Assumed mechanisms of post-transcriptional Rho kinase down-regulation and its correction by sorafenib in hypocontractile vessels. Given an β-arrestin 2-dependent activation mode – which is likely to occur in cirrhosis due to up-regulation of β-arrestin 2 expression – ERK may cause post-transcriptional Rho kinase down-regulation in cultured fibroblasts and in vivo in the internal anal sphincter.
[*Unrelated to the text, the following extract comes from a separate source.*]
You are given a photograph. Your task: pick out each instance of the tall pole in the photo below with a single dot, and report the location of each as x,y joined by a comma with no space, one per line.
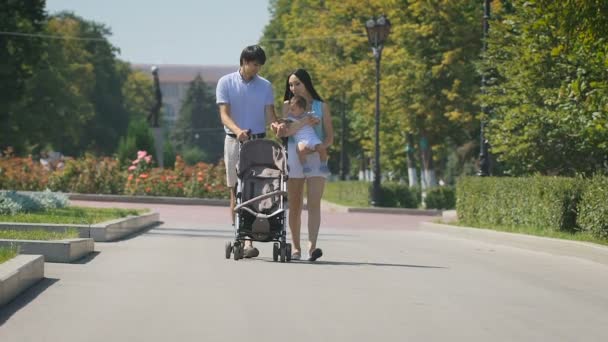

We assume that aberrant signalling by usually G-protein-coupled vasoconstrictor receptors cause the Rho kinase down-regulation of hypocontractile vessels at least from BDL rats: changing the coupling from G-proteins to the overexpressed β-arrestin 2, these receptors may lead to down-regulation of Rho kinase which can be targeted by ERK inhibition through sorafenib. BDL, bile duct ligation; ERK, extracellular signal-regulated kinase.